Media Kampung – 27 Maret 2026 | The escalation of fighting in the Middle East has triggered a sharp rise in global oil prices, pressuring fuel markets across Southeast Asia. Nations from Cambodia to Sri Lanka are reporting double‑digit increases in gasoline, diesel and LPG.
In Cambodia, the Ministry of Commerce announced on 25 March that retail gasoline now costs 5,450 riel per litre, a 0.9 % rise over the previous week and part of a 41.5 % surge since the conflict began. Diesel climbed to 7,100 riel, up 5.97 %, while LPG reached 3,200 riel, reflecting a 60 % jump overall.
The Cambodian authorities responded by cutting import duties and taxes on fuel products, aiming to cushion consumers against the surge in international crude prices. The country remains heavily dependent on imported oil, as its offshore reserves are yet untapped.
Across the archipelago, the Philippines activated a 20‑billion‑peso emergency fund to secure domestic fuel supplies. The money will finance the purchase of up to two million barrels of refined oil and liquid petroleum gas.
President Ferdinand Marcos Jr. warned that the nation’s strategic oil reserves cover only about 45 days, emphasizing the urgency of the emergency plan. He stressed that swift action is needed to protect households from volatile global markets.
Malaysia’s government also raised its fuel subsidy budget dramatically, increasing monthly support for RON 95 gasoline and diesel from 700 million ringgit to 3.2 billion ringgit. The surge, equivalent to roughly US $810 million, reflects the sharp climb in world oil prices from US $70 to near US $120 per barrel.
Prime Minister Anwar Ibrahim noted that despite being an oil‑producing country, Malaysia imports nearly half of its energy needs through the Hormuz corridor, making it vulnerable to any disruption. He added that refining, transport and insurance costs have all risen sharply since the conflict erupted.
Vietnam’s civil aviation authority announced temporary suspension of 23 domestic flights per week starting 1 April due to limited jet fuel availability. The airline will keep international routes active while seeking additional fuel supplies from partners such as Qatar and Russia.

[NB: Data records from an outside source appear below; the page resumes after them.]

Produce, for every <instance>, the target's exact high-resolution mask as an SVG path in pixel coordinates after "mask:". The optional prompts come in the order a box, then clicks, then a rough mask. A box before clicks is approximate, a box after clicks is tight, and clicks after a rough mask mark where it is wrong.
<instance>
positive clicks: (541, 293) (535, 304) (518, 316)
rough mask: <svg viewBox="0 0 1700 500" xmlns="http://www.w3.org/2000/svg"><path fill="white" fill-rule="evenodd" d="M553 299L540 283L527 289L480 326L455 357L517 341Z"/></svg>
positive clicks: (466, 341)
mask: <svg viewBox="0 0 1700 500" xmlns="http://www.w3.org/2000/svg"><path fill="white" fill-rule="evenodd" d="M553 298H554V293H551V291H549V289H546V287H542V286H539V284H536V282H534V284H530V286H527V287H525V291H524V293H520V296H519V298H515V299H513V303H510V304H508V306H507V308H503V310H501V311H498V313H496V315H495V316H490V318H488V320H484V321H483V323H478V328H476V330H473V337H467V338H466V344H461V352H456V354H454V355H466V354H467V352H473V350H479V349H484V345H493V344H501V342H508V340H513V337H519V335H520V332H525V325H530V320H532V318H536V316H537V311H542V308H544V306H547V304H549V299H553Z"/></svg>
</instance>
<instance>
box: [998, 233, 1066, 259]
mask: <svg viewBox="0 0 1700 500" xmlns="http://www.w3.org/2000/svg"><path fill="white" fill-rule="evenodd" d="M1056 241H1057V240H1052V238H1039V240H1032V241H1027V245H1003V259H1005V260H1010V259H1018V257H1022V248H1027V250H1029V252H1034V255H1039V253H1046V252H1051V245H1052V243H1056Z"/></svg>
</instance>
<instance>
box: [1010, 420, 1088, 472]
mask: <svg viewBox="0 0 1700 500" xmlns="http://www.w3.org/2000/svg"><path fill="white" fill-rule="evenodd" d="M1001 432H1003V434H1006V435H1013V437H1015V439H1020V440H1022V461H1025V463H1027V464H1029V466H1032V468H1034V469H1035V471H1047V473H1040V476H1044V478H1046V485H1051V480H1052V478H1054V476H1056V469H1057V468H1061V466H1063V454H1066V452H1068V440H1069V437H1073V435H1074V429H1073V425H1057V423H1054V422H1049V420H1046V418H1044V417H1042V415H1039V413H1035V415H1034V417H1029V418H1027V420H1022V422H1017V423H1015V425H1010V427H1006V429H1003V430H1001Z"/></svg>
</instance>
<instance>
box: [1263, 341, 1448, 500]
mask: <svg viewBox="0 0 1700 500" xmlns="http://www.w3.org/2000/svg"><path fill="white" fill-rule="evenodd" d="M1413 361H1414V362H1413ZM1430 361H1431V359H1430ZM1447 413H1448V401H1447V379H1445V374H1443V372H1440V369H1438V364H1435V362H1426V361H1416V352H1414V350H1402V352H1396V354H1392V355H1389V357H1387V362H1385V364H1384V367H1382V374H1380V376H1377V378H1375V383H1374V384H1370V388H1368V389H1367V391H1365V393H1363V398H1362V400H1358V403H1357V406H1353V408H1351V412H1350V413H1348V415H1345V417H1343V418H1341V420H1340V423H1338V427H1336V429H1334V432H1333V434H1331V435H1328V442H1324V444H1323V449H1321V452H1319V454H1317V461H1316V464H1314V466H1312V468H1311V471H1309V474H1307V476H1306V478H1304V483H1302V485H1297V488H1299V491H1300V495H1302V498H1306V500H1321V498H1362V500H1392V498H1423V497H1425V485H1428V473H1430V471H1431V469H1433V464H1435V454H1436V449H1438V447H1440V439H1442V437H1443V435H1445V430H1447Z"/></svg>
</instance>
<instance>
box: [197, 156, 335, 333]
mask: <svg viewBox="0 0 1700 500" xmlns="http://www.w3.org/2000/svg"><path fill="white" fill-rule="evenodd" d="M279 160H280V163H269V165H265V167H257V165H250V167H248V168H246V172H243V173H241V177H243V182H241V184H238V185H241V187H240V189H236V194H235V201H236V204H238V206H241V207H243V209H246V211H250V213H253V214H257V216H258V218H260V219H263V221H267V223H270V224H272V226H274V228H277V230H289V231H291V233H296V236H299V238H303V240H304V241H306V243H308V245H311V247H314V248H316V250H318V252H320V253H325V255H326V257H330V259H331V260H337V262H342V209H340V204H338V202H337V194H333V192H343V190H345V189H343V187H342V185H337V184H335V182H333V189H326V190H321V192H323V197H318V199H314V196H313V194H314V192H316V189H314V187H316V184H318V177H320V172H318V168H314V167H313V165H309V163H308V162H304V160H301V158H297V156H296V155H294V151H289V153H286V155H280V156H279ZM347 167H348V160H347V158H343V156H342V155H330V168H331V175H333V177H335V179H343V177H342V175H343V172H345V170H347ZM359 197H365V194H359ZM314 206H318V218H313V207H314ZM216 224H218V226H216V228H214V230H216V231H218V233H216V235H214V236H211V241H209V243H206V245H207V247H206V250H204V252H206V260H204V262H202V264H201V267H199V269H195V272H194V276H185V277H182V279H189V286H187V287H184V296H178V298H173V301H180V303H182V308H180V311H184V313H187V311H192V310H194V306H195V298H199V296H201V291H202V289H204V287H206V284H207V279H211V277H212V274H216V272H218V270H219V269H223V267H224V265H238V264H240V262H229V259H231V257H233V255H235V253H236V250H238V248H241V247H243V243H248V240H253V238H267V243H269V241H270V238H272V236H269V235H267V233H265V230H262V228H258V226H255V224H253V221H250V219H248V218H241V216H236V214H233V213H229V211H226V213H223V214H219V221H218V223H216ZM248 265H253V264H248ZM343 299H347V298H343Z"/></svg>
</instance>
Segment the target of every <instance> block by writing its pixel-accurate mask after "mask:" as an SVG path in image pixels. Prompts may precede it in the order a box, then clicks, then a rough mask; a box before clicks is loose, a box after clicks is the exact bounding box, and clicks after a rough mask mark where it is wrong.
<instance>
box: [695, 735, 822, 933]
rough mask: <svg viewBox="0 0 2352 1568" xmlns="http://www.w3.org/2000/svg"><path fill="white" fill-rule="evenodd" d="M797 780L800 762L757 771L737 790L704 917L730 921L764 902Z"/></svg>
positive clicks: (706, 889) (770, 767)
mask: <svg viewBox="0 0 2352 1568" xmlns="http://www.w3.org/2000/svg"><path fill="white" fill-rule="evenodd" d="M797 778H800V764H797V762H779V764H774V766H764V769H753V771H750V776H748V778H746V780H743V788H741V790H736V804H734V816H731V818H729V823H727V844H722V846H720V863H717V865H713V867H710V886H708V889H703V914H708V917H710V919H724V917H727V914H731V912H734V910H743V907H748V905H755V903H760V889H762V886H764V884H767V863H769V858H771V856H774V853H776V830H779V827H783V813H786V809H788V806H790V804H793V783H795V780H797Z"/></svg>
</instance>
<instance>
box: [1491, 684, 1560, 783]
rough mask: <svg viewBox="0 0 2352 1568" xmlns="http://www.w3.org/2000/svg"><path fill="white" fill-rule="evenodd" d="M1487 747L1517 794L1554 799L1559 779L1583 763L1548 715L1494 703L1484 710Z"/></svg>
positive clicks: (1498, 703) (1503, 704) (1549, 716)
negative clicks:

In Laos, the Ministry of Industry and Trade reduced the gasoline tax from 25 % to 15 % and eliminated the diesel tax to prevent domestic prices from spiking. The government also tapped its subsidy fund to stabilize fuel costs for consumers.
Sri Lanka, which has been wrestling with a severe economic crisis, raised the retail price of all grades of gasoline by 25 % in March, mirroring regional trends. The increase adds pressure to a population already coping with high inflation and foreign‑exchange shortages.
Analysts estimate that the Sri Lankan hike will lift the average pump price to roughly Rs 260 per litre, a level not seen since the 2022 currency collapse. Officials argue the move is necessary to align domestic prices with rising import costs.
Indonesia recorded a 4.24 % rise in the price of Pertamax, moving from Rp 11,800 to Rp 12,300 per litre, as part of a broader regional surge. The government has yet to announce a coordinated subsidy or tax adjustment.
Japan and South Korea, the world’s largest oil importers per capita, have activated strategic petroleum reserves and imposed temporary price caps to shield motorists. Both countries are monitoring the Hormuz choke point closely.
Pakistan’s federal cabinet limited office operations to four days a week and encouraged remote work to curb fuel consumption. The measures accompany a sharp depreciation of the rupee and dwindling foreign‑exchange buffers.
Bangladesh ordered the closure of all public and private universities for a month to reduce energy demand. The education sector’s shutdown is expected to lower national fuel consumption by several thousand barrels per day.
The United Nations energy agency warned that prolonged disruptions in the Strait of Hormuz could push global oil prices above US $130 per barrel, further straining vulnerable economies. It urged diversifying supply routes and accelerating renewable investments.
Regional trade groups are discussing joint fuel procurement strategies to obtain better terms from alternative suppliers such as the United States and Russia. Such cooperation could mitigate the impact of future geopolitical shocks.
As the Middle East conflict shows few signs of abating, Southeast Asian governments face mounting fiscal pressures while trying to shield households from soaring energy costs. The situation underscores the interconnectedness of global energy markets and regional stability.